In the meantime, IP and competition laws have been a driving force of legal and commercial globalization. Thus, as it is widely accepted that lack of information is a market imperfection that distorts market process, this risk is magnified when the influence can stretch over the globe. In many cases of information shortage, the government attempts to cure the problem by generating the necessary information with public cost to achieve efficiency in the market. This is not, however, always the case when it comes to information crossing over different jurisdictions. In such cases, the cost is borne by the local community while the beneficiaries are usually foreign, creating limited incentive for the government to get involved. For example, in Korea and China, most competition case decisions are delivered only in the local language and translation is the responsibility of the defendant.
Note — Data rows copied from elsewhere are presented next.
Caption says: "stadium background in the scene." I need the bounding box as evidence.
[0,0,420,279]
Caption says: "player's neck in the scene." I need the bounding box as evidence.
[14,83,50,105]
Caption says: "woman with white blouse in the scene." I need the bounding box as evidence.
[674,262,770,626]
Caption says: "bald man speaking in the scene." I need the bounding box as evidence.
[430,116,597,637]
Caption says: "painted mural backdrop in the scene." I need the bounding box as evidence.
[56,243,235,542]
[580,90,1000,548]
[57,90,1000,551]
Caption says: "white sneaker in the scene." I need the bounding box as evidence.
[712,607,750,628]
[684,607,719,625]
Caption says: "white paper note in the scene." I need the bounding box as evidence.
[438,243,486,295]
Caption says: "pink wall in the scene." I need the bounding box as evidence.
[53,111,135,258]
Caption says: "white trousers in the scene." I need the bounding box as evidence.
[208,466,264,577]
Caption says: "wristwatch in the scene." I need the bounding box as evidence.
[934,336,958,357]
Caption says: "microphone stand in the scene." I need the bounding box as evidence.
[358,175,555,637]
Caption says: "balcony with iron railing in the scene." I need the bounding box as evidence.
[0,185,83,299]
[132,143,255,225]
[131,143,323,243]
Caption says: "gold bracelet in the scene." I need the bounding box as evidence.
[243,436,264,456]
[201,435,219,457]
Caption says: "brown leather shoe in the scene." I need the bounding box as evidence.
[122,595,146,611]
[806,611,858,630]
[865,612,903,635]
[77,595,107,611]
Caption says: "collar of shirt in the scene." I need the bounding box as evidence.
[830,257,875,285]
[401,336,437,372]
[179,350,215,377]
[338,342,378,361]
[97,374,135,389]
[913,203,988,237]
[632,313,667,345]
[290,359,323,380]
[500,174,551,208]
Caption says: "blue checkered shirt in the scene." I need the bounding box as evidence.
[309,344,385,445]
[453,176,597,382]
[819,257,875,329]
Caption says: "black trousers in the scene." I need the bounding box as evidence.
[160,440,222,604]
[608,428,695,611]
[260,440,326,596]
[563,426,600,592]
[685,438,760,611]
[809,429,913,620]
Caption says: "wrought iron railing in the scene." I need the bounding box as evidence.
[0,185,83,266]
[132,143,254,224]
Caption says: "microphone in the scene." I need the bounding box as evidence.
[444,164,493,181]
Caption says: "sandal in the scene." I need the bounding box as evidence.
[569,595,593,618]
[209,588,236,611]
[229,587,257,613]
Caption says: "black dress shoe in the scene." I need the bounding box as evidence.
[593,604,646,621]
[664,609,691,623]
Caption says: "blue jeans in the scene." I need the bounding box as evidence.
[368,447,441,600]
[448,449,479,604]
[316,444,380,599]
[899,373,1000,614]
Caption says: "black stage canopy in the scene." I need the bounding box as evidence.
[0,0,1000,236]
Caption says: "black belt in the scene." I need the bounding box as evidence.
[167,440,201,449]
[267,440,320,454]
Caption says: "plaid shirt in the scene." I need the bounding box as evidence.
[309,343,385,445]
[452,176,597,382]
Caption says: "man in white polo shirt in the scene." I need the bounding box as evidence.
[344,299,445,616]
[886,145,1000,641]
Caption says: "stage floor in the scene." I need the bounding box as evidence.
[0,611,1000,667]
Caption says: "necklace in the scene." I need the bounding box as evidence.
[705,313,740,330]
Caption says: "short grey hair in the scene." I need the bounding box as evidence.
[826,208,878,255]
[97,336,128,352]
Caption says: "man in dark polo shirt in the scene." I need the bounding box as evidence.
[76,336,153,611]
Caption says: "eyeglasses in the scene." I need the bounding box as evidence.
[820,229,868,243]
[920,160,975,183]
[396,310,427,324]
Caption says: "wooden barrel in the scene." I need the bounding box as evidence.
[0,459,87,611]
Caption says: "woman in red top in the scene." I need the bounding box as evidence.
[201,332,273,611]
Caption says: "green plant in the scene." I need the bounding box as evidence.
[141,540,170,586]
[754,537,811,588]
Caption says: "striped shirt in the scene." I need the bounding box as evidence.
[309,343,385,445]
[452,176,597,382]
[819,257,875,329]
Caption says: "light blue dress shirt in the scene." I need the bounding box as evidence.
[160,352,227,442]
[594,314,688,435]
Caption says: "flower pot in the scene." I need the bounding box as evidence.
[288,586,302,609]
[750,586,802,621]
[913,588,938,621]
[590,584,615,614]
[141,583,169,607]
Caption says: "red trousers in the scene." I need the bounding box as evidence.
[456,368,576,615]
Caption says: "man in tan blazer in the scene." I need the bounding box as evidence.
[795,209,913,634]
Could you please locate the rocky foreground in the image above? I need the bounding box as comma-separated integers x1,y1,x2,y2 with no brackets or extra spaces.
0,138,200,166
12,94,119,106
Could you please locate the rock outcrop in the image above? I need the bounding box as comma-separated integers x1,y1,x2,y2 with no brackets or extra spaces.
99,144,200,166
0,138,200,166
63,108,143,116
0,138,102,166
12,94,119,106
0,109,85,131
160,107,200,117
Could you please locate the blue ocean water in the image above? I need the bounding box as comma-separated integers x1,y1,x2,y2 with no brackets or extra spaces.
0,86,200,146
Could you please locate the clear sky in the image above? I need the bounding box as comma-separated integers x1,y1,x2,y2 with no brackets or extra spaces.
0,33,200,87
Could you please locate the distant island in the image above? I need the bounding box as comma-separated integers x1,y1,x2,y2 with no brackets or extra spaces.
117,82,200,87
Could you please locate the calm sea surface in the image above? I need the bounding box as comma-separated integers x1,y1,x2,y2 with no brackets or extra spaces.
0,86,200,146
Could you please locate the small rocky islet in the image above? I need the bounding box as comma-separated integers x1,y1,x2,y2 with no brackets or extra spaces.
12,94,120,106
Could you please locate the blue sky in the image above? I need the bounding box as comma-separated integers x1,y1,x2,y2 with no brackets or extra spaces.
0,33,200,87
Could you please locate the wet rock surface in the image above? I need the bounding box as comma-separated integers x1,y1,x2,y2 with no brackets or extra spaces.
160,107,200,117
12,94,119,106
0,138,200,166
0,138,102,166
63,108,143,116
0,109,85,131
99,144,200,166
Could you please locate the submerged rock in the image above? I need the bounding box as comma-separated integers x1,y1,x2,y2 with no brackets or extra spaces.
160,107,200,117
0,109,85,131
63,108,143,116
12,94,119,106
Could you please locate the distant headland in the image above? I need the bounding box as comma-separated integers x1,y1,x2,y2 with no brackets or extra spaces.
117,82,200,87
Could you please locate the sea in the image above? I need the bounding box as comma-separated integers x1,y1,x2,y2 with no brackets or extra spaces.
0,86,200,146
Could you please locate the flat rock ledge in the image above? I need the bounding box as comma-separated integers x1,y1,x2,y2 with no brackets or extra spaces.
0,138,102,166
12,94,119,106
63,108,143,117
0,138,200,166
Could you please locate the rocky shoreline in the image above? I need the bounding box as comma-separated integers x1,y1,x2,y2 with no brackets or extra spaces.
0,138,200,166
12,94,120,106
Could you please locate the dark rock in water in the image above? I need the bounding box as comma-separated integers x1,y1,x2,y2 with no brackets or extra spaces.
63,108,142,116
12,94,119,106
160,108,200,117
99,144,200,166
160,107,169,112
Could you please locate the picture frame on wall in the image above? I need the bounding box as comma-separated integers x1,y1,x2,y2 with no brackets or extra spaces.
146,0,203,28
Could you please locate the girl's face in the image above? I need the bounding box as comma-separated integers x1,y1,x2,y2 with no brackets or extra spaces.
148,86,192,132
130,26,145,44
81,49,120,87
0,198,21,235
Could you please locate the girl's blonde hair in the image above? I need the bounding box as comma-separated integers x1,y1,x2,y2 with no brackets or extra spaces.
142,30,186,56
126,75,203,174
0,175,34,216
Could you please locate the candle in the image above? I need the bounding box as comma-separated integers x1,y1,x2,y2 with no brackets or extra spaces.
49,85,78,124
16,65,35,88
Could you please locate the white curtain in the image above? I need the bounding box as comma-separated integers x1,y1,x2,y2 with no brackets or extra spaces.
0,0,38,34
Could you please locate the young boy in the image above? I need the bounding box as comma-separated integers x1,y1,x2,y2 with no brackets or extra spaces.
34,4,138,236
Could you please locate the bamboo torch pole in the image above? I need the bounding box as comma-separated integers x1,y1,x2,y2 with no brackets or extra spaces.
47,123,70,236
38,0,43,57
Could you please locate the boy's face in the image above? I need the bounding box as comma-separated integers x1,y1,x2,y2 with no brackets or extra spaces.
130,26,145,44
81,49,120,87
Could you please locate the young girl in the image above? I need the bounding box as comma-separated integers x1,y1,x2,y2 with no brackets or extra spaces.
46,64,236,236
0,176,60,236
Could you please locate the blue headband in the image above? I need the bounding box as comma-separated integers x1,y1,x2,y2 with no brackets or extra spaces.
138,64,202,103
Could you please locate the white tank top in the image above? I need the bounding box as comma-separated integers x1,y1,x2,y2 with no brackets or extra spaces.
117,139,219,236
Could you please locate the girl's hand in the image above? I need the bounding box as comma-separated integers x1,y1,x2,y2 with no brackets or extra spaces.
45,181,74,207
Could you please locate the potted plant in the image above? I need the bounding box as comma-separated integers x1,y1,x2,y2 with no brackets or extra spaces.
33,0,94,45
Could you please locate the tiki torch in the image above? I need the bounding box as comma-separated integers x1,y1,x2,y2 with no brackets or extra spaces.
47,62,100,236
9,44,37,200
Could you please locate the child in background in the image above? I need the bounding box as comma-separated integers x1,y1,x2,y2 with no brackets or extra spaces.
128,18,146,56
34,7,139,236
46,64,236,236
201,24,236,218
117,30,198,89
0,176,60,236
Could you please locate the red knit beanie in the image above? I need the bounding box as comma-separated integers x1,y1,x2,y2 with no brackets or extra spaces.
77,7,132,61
In addition, most other legal sources, including legal provisions, case laws, and other institutional matters are not fully available in a translation. It seems evident that such issues of externality harm legal development as well as globalization. Foreign actors who struggle with insufficient information may experience negative outcomes and shy away from further business in countries with such lack of information.
The China-Korea Market & Regulation Law Center (the “MRLC”), founded in 2013, takes such problems seriously. We believe that the MRLC may contribute to the international community by providing necessary and trustworthy information regarding developments in IP and competition laws of China and Korea in a timely manner. In fact, the MRLC is perfectly situated for such a mission as it is an interdisciplinary research center established between the prestigious law schools of China and Korea for academic, educational and practical cooperation in the fields of IP and competition laws. Hence, the MRLC aims to provide a platform for the international legal community to share ideas, expertise and comparative experiences. We believe that, by introducing annual development of IP and competition laws in China and Korea together in a comprehensive format, we can create a large synergistic effect in addition to delivering necessary information. This is all the more significant as China and Korea are quickly becoming home to the most cutting-edge legal developments and enforcement in the topic areas with close interactions among themselves.
MRLC hopes that our collaborative efforts between the most eminent Chinese and Korean legal experts brings about legal and institutional progress in the Asian region as a whole.